Cohen himself once noted that he himself wasn’t actually a fan of the vampire mythos and actually found movies about them rather tedious and while the movie constantly and wittily references Thornton Wilder’s play, Our Town (everyone has a “drinking problem”) his quaint view of vampires trying to adapt to modern living had been effortlessly eclipsed by the flashier, far more entertaining like of Fright Night and The Lost Boys which urged that vampires would take to 80s life like a mosquito to a blood bank.
However, among the bad performances and flat direction, the real problem that A Return To Salem’s Lot faces is that it is rarely truly interesting or scary.

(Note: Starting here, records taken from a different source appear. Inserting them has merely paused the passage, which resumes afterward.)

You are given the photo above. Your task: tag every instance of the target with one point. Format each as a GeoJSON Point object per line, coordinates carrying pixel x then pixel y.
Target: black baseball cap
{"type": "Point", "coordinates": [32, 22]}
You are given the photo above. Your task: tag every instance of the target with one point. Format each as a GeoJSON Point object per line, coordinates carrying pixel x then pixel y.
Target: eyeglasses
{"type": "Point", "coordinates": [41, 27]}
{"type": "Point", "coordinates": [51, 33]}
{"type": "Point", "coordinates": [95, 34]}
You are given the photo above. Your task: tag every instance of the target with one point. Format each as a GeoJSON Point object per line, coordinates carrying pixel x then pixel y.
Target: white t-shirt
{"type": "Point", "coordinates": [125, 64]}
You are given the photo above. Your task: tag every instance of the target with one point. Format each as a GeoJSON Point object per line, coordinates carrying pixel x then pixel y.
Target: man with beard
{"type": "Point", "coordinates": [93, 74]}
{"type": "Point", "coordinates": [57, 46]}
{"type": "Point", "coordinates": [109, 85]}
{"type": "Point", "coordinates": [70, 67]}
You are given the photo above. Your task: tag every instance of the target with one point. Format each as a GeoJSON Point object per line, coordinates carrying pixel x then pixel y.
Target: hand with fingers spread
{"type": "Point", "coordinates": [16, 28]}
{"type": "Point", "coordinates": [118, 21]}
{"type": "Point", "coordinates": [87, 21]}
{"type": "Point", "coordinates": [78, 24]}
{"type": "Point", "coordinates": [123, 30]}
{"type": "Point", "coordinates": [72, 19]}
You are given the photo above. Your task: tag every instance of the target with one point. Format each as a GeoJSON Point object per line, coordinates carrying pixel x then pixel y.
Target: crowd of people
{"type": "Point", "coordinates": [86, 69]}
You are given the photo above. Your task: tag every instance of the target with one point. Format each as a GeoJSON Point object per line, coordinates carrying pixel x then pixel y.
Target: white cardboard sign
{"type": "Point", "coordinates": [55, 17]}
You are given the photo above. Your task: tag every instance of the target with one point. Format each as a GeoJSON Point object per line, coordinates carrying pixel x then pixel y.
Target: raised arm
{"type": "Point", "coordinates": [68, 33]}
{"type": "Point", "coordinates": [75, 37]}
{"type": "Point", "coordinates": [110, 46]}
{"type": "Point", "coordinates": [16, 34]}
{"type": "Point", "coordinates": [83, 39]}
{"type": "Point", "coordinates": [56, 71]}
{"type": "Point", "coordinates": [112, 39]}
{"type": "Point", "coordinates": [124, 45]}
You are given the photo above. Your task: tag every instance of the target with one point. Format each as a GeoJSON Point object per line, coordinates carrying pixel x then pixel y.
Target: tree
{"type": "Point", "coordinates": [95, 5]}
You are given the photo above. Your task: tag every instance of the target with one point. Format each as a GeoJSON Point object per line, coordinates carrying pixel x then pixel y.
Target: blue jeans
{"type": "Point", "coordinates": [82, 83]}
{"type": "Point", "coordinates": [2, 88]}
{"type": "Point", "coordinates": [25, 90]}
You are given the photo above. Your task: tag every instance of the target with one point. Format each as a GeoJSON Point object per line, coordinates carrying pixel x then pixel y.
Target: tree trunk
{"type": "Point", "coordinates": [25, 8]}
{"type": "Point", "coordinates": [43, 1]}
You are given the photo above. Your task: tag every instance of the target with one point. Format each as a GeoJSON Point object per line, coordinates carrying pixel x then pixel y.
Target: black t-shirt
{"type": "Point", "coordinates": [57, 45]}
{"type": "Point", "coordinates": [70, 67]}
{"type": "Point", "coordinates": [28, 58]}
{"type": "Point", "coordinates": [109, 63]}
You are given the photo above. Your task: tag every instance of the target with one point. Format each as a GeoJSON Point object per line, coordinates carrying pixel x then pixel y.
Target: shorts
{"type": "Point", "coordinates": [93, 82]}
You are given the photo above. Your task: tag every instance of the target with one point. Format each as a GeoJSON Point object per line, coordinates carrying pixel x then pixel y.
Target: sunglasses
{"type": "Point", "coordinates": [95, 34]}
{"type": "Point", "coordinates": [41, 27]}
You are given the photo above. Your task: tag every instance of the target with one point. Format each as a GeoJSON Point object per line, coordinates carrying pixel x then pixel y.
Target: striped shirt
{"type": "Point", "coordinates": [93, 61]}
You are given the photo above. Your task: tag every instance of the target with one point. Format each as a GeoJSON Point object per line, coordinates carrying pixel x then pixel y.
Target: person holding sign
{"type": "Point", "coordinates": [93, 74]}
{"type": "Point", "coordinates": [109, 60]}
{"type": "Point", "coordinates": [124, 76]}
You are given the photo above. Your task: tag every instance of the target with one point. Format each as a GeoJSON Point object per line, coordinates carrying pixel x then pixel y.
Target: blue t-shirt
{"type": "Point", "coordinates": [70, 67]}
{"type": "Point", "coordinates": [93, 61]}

The Nosferatu-esque visage of Barlow in Tobe Hooper’s miniseries was incredibly creepy, here, however, the transformed, rubbery visage of Judge Axel is more likely to induce stifled chuckles rather than gasps of horror and even though Cohen tries to callback that infamous moment with a child tapping on a pane of glass, levitating an infant Tara Reid in a wedding dress outside a window simply doesn’t have the same effect.

While its good concepts float frustratingly out of reach thanks to multiple plot holes (if the vampire children are internally old enough to marry, why do they still go to school? Why would having sex with a vampire produce a half breed baby? Why is there only two half-human “drones” working protection for an entire town? Why are all the vampires as athletic and spry as an arthritic sloth?), A Return To Salem’s Lot let’s itself down on multiple points as this strange, meandering tale takes its sweet time going nowhere fast. Would worse sequels to King adaptations soon follow? Brother, we hadn’t see anything yet as multiple follow ups to Children Of The Corn, The Mangler and Sometimes They Come back would make Cohen’s efforts feel like Michael Flanagan or Frank Darbont in comparison. But as one of the first attempts to sequelize King, it proves to be a fittingly draining experience.